Return to the Promised Land

529

Screenings


August 30 20:00

DEBATOUN GUESTHOUSE


Return to the Promised Land
Armenia, 1991, 80 min
no dialogue

Original Title: Վերադարձ ավետյաց երկիր
Director: Harutyun Khachatryan
Screenwriters: Mikael Stamboltsyan, Harutyun Khachatryan
Cinematographer: Arto Melkumyan
Composer: Avet Terteryan
Production Designer: Samvel Nahatakyan
Sound Engineer: Anahit Kesayan
Production Manager: Manvel Aleksanyan
Production Company: Hayfilm Studio

Having lost everything, the protagonists find a new home in one of Armenia’s deserted northern villages. There, they begin to cultivate the land, have a child, and build a new life under the difficult conditions of the early 1990s with the collapse of the Soviet Union very close and a mixed feeling of hope and coming horrors in the air.

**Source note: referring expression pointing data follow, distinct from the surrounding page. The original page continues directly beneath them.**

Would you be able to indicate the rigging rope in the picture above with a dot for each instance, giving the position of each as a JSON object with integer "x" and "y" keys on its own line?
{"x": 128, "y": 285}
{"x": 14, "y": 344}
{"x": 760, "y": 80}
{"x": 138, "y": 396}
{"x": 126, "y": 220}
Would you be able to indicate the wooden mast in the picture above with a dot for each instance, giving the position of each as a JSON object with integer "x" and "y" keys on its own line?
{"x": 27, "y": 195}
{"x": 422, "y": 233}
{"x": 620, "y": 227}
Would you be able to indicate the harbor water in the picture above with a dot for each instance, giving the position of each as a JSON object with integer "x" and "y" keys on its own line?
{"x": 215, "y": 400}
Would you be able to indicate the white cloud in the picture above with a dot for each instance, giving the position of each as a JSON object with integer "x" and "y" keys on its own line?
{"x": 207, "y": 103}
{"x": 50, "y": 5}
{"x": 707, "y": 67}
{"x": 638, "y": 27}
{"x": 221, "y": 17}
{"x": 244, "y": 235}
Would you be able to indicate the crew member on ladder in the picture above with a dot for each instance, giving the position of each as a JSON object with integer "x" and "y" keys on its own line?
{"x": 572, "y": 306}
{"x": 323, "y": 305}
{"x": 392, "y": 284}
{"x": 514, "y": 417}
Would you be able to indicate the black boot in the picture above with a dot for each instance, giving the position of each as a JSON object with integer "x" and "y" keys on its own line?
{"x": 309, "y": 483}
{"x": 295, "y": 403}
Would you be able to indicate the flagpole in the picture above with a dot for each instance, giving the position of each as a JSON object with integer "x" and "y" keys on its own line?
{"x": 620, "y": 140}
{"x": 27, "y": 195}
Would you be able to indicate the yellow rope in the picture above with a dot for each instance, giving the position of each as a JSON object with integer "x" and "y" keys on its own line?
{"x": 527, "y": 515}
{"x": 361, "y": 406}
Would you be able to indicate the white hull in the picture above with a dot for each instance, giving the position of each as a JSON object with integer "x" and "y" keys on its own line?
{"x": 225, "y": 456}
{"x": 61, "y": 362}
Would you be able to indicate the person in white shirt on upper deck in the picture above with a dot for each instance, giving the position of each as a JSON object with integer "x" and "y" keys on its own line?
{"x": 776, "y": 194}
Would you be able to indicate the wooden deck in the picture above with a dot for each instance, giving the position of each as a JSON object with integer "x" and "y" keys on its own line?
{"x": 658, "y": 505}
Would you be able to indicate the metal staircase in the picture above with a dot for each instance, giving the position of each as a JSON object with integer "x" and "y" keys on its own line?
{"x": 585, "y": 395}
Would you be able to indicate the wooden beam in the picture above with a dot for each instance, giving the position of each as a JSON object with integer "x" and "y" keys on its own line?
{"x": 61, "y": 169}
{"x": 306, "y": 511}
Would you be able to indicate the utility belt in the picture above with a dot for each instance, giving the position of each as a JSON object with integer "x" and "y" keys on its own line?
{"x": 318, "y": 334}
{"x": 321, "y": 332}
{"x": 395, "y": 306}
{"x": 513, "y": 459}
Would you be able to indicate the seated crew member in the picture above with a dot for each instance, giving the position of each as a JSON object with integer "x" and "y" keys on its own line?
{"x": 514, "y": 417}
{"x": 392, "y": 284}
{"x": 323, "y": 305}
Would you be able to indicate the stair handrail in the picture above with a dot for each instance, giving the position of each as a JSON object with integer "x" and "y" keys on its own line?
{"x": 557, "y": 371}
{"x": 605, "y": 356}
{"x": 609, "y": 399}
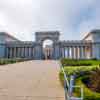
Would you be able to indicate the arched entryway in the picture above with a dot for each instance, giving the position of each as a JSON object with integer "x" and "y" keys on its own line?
{"x": 47, "y": 49}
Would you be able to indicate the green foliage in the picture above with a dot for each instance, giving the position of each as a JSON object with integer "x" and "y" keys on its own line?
{"x": 82, "y": 73}
{"x": 88, "y": 94}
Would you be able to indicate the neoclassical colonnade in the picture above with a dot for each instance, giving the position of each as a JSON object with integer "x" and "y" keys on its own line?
{"x": 20, "y": 52}
{"x": 66, "y": 49}
{"x": 76, "y": 49}
{"x": 29, "y": 50}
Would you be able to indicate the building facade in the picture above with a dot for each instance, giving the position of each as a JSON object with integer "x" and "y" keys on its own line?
{"x": 87, "y": 48}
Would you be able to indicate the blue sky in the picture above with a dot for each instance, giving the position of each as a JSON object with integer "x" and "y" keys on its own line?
{"x": 73, "y": 18}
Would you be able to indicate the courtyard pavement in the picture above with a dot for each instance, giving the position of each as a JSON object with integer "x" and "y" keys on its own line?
{"x": 31, "y": 80}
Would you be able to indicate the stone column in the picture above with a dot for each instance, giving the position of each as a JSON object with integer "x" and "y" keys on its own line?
{"x": 72, "y": 52}
{"x": 68, "y": 53}
{"x": 10, "y": 52}
{"x": 80, "y": 52}
{"x": 76, "y": 53}
{"x": 84, "y": 56}
{"x": 14, "y": 52}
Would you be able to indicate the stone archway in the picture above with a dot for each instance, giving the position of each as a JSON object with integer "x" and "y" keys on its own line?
{"x": 53, "y": 36}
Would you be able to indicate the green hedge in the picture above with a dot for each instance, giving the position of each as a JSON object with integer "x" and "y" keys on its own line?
{"x": 88, "y": 94}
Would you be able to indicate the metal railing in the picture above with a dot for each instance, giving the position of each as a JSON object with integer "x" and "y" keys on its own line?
{"x": 69, "y": 87}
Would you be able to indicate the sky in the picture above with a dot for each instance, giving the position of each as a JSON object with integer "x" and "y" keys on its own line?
{"x": 73, "y": 18}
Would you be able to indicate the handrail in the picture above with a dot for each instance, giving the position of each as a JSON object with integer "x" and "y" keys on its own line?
{"x": 68, "y": 86}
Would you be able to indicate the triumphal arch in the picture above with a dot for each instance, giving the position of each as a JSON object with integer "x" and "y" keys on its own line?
{"x": 86, "y": 48}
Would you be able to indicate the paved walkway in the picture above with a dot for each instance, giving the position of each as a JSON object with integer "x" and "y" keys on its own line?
{"x": 32, "y": 80}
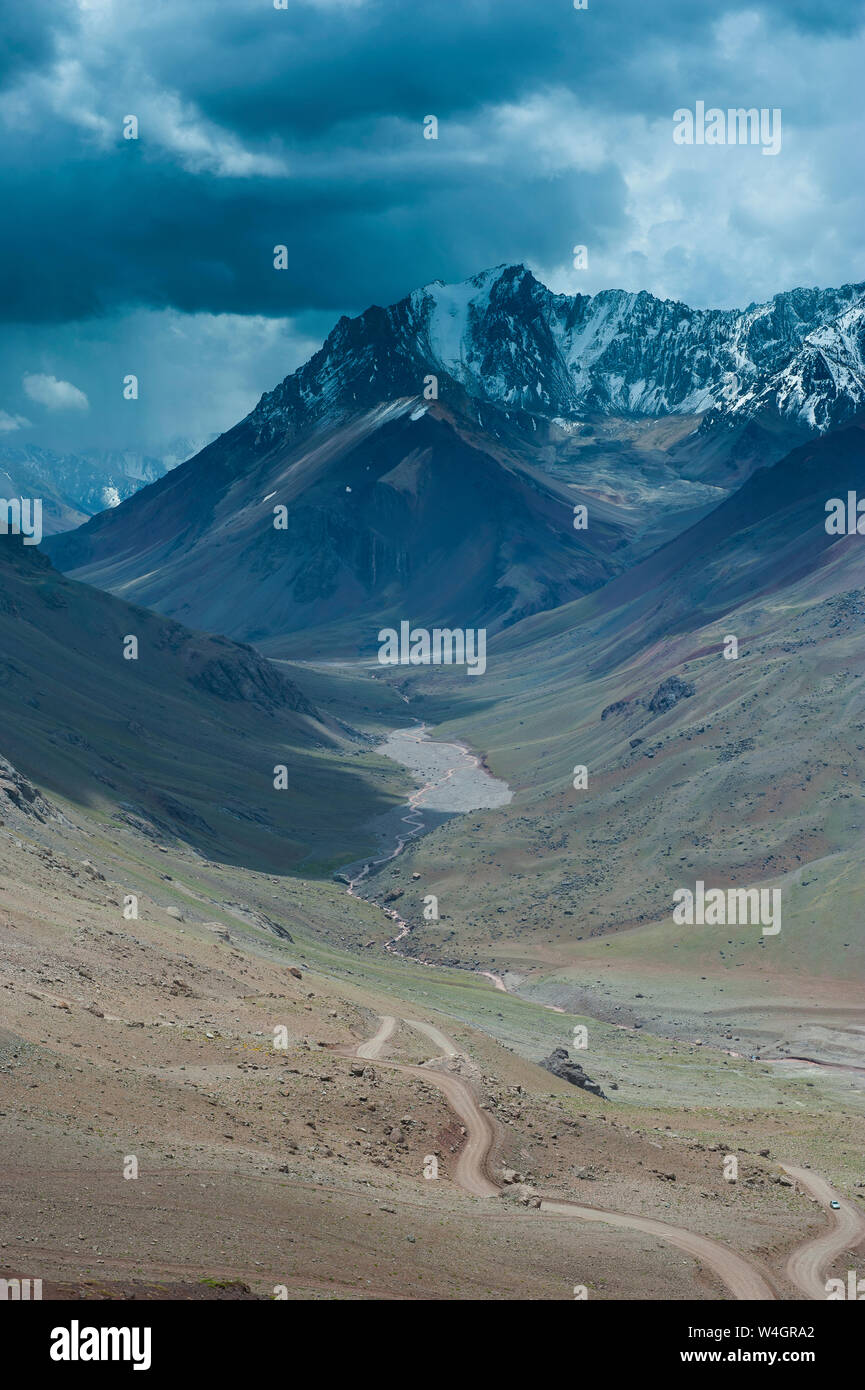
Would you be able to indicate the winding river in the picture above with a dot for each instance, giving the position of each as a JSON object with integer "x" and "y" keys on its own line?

On the occasion of Harutyun Khachatryan’s 70th anniversary, the Apricot Tree Film Festival pays tribute to the director by opening this year’s edition with one of his finest films.

 

Harutyun Khachatryan

Born January 9, 1955, in Akhalkalaki, Georgia. In 1981, he graduated from the Directing Faculty of the Armenian Pedagogical Institute’s Culture Department (Yuri Yerzinkyan’s workshop). While studying, he was also working at the “Hayfilm” studio as an assistant to cinematographer Albert Yavuryan. After graduation, he continued working in the studio first as an assistant cinematographer, assistant director, and second director. And finally, in 1985, he began making his own films, which have gained wide international acclaim since. In 1991, he founded the Debut Film Festival. In 1993-1994, he was working in the Ministry of Foreign Affairs of Armenia as the head of the Culture and Education Department. In 2004, he founded the “Golden Apricot” Yerevan IFF with Mikayel Stamboltsyan and Susanna Harutyunyan and became its director. In 2013, he became a People’s Artist of Armenia. Throughout the years, Khachatryan’s films have won numerous prizes at many international film festivals. Since 2017, he is the president of the Armenian Union of Film Professionals.

 

 

Filmography
The Voices of the District (doc., 1981), Hosted by the Commander (doc., 1985), Chronicle of an Event (doc., 1985), Three Rounds from Vladimir Yengibaryah’s Life (doc., 1986), Kond (doc., 1987), White Town (doc., 1988), Wind of Oblivion (1989), Return to the Promised Land (1991), Last Station (1994), Documentarist (2003), Return of the Poet (2006), Border (2009), Endless Escape, Eternal Return (2014), Deadlock (2016), Three Graves of the Artist (2022).